Wondering why Wally’s next task was taking longer than the first, I flipped out my phone and dialed up his office line. After three rings, Wally finally picked up his end of the call and answered:

“This is Wally Walid Washington. How can I help you?”

“Hey, Wally, um… we’re all wondering what’s going on.”

It took five seconds for him to burst out of his room and say, “Oh–Great Scott–I’m sorry. I guess I must’ve drunk something I shouldn’t have. Anyway, uh, they confirmed that they did drop off–this is Deer Dairy–that they dropped off cheese here and that they thought we were Futuristic Coney Island.”

“We don’t look anything Futuristic,” Barndale shouted. “At least we throw our trash out!.”

“I said those exact words,” Wally laughed. “They apologized and said they’d take the cheese back for its proper disposal. I didn’t even know that that was a concern for cheese.”

“Oh, yes,” I said, “cheese is very concerned about apologies.”

However, one hour later, as the cheese was still sitting on our floor and causing irritation, we received a call from the dairy saying that they were done, but our previous estimate of several thousand pounds was way too high.

It became clear what they meant when the suited-up MR. MADGE, owner of Futuristic Coney Island (and several other locally misnamed businesses), pulled his full-size sedan into our drive. Crinkled napkins and paper cups fell from his door as he stormed up to Wally’s office.

“This isn’t funny, Sawyer! You think you can just walk into my place and steal cheese? Yeah, well you can’t! Well, you apparently can, but it’s still not funny!”

Wally opened the door and looked at him.

“Hey,” Mr. Madge said, “you’re not Sawyer! Where’s he hiding?”

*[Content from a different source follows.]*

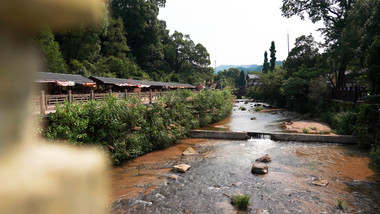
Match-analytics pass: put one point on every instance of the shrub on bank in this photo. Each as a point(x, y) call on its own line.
point(127, 128)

“I’m sorry, but I don’t know who you’re talking about.”

“Of course you do! He owns this place…!” and then he paused for about twelve seconds, taking a good look at the surroundings. “…This isn’t Deer Dairy, is it?”

“It isn’t.”

Boy, did his expression change real quick. He fixed his tie with one hand and retreated to his car, which in turn retreated to the street and drove away.

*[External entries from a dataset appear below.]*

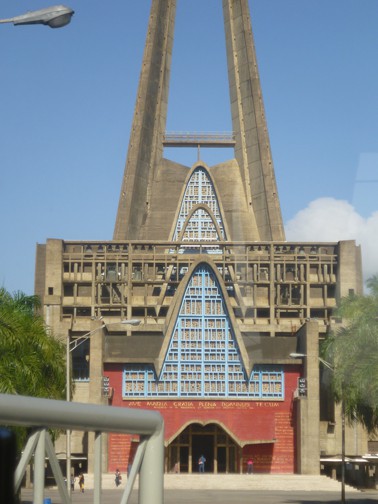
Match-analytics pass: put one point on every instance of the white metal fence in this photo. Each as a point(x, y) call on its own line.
point(43, 414)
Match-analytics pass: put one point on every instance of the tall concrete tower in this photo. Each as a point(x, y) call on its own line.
point(199, 258)
point(152, 186)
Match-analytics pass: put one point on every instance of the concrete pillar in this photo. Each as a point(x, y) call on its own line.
point(308, 412)
point(96, 359)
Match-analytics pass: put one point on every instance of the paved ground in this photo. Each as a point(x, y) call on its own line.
point(226, 489)
point(221, 497)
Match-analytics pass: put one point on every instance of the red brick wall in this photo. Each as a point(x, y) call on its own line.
point(249, 422)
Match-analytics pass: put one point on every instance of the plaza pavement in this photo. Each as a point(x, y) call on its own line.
point(226, 489)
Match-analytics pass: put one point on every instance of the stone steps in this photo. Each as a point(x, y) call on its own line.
point(279, 482)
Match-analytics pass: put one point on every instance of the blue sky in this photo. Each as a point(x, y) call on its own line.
point(67, 100)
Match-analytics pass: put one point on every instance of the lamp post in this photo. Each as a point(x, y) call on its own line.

This afternoon, a representative of the real Dear Dairy showed up with a cheesecake-gift and informed us that their delivery van’s GPS had been malfunctioning recently. We all had a good laugh and partook of the kindly gift with high spirits.

I realized that Wally wasn’t present by then, though, so I searched the premises for him. He was nowhere to be found. I even briefly interrogated our hoarder coworker, asking if he had kidnapped him. (He said no, but that doesn’t generally mean much.) The mystery, therefore, stood: Who would eat Wally’s piece of cheesecake?

Wally had, in fact, driven home in secret, admitting to himself that he was unable to stay awake anymore. He called the rest of this week off, leaving us plenty of time to clinch our horseshoe prowess.